Die Gesamtschule Waldbröl auf den Spuren des Geisterzugs
Im Internierungslager Le Vernet d’Ariège in Südfrankreich startet Ende Juni 1944 ein Zug vollgestopft über 700 mit politischen Gefangenen, die meisten krank, verkrüppelt und alt. Es war einer der letzten Transporte ins KZ Dachau. 536 kommen an. Etliche sterben, einigen gelingt die Flucht. Gerhard Bökel hat die Geschichte des Geisterzuges geschrieben. Es ist ein Buch über Verbrechen und Widerstand und auch über die deutsch-französische Aussöhnung geworden.
Erinnerung an unsägliches Leid
Gerhard Bökel nimmt seine Leser mit auf seine Recherchen in Frankreich, zu seinen Gesprächen mit Zeitzeugen. Zufällig hatte er im Sommer 2010 in Roquemaure an der Rhone an den Überresten einer zerstörten Brücke eine Gedenktafel für die Opfer des Transportes entdeckt. Weil der Zug wegen der zerstörten Brücke nicht weiterfahren konnte, mussten die über 700 Gefangenen bei glühender Hitze durch die Weinberge nach Sorgues marschieren, das sie am 18. August 1944 erreichten. „Schnell hatte mich das Thema gepackt, und ich wollte einen kleinen Beitrag leisten, um die Erinnerung an das unsägliche Leid der Opfer dieses Zuges und die unfassbare Grausamkeit von Tätern und Kollaborateuren wachzuhalten“, berichtet der Autor.
Am Dienstag, dem 2.10., ACU-Tag an der Gesamtschule, d.h. einem Tag, an dem alle SchülerInnen sich mit wichtigen Themen befassen, die nicht im Curriculum stehen, bekommen die 120 SchülerInnen des 10 Jg. Besuch von Herrn Bökel. Er wird in der Mensa der Gesamtschule 90 min. lang über die ergreifende Geschichte des Geisterzugs und über den Mut der Bevölkerung des Städtchens Sorgues sprechen, die mehreren Gefangenen zur Flucht verhelfen konnten und sie so vor dem KZ-Tod bewahrten.
Die Abschlussfahrt des 10. Jg. geht nach Avignon in Südfrankreich. Neben dem Kennenlernen der Stadt und der Besichtigung des Papstpalastes, einem Tag in der Camargue und am Mittelmeer, einer Kanutour zum Pont du Gard ist gemäß unserem Schulprogramm auch der Besuch einer Gedenkstätte vorgesehen. Das LehrerInnenteam des 10. Jg. hat entschieden, statt eines Museumsbesuchs einer echten deutsch-französischen Begegnung den Vorzug zu geben: So werden die Waldbröler GesamtschülerInnen am kommenden Mittwoch im Städtchen Sorgues vor dem Geisterzug-Denkmal mit Herrn Bökel, mit dem Bürgermeister von Sorgues sowie mit Charles Teissier, dem letzten Zeitzeugen des 18. August 1944 zusammentreffen und ins Gespräch kommen.

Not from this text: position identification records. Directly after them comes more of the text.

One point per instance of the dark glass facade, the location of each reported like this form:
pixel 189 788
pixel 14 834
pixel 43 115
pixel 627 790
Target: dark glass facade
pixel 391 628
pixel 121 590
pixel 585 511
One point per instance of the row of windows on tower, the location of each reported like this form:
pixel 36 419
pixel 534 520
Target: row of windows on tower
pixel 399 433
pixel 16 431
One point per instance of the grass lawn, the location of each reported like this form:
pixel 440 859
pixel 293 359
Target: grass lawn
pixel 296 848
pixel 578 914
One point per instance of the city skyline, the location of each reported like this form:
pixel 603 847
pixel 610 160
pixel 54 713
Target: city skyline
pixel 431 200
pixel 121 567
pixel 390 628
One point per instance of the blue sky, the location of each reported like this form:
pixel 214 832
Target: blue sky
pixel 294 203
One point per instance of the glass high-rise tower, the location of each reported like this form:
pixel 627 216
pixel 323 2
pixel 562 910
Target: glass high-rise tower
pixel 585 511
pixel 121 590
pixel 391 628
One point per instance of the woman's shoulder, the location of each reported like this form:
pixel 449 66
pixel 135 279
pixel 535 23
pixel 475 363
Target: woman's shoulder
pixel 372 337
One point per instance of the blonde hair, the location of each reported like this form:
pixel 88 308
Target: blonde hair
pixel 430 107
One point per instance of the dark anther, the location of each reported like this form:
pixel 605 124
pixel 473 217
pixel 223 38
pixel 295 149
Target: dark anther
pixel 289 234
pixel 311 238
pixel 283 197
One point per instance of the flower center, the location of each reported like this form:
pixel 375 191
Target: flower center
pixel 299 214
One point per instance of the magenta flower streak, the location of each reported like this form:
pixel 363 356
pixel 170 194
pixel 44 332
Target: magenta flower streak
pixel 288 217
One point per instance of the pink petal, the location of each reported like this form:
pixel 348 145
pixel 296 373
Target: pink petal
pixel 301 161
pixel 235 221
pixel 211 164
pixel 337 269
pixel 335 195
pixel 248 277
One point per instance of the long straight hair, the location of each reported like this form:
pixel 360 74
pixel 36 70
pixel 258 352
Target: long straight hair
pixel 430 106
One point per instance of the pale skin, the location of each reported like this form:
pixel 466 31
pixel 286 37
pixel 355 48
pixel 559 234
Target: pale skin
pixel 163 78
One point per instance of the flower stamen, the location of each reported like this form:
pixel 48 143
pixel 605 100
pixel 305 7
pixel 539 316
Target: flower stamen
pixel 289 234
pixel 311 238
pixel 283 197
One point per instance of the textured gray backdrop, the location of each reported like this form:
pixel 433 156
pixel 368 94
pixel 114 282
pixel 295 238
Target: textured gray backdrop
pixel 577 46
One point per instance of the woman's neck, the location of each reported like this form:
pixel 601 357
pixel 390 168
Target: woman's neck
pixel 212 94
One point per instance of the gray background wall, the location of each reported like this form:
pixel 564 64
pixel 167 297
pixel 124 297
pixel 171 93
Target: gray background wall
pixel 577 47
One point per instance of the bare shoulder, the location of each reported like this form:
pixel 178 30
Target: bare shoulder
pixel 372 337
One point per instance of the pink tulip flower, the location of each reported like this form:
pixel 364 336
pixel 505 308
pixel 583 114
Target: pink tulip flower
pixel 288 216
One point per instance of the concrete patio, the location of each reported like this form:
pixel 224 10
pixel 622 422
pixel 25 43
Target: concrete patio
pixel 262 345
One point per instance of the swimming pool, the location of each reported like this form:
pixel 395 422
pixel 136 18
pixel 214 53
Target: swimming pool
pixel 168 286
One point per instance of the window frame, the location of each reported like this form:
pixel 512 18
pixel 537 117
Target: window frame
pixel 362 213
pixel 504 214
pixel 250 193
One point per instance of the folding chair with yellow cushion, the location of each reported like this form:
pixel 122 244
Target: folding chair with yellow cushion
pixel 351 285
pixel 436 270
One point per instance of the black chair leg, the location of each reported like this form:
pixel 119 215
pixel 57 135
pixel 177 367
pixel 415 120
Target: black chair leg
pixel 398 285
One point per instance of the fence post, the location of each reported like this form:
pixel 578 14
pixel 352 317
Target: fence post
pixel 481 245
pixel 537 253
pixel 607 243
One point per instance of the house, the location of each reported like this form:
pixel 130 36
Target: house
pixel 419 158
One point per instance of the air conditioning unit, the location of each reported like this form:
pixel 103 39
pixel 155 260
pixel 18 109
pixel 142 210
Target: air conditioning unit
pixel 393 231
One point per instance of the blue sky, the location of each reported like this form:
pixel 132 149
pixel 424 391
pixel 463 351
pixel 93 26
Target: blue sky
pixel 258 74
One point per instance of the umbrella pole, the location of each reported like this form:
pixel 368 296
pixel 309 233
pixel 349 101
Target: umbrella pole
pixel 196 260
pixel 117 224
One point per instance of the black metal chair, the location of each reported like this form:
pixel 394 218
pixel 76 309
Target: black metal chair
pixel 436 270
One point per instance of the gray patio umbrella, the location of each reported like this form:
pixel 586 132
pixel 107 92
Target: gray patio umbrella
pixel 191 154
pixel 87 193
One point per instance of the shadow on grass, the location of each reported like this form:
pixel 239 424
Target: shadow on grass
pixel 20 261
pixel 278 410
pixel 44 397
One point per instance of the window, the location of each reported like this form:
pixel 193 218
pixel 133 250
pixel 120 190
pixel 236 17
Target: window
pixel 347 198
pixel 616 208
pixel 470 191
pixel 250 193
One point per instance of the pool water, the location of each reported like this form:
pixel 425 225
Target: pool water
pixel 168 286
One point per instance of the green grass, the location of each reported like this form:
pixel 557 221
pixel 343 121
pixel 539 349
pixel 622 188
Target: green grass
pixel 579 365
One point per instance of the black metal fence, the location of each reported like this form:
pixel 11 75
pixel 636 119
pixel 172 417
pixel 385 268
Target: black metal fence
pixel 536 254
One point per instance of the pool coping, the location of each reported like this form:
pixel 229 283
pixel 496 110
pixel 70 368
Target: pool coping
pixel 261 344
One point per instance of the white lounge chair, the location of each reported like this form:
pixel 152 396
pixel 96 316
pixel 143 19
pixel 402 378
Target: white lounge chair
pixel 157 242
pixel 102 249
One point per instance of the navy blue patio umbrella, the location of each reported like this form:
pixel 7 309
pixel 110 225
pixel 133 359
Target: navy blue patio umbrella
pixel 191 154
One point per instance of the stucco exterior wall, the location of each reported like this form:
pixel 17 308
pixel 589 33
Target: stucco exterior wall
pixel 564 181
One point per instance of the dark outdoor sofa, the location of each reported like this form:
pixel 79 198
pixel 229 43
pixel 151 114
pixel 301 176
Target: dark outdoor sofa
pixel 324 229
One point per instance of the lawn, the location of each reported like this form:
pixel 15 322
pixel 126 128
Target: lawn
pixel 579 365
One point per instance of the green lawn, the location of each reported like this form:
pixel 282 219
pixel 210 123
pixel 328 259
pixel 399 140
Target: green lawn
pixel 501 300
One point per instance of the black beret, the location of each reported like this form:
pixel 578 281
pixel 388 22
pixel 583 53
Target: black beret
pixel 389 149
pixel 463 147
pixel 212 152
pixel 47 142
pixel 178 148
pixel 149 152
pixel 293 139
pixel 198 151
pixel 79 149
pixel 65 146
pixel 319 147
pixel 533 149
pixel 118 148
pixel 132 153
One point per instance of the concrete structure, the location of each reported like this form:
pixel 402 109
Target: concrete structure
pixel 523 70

Bei der Vorbereitung auf diese Begegnung muss auch die Frage gestellt werden ‚Was hat der Geisterzug mit uns zu tun?‘ ‚Was können wir tun, damit Geschichte sich nicht wiederholt?‘ Sicher werden unsere SchülerInnen darauf eine Antwort wissen – die Leit-Hand als Devise für das Zusammenleben in der Schule ist in den Köpfen präsent und wird immer wieder durch schulische Aktionen gegen Rassismus und Fremdenhass in Erinnerung gebracht, zuletzt durch unsere Fensterdemo vom September.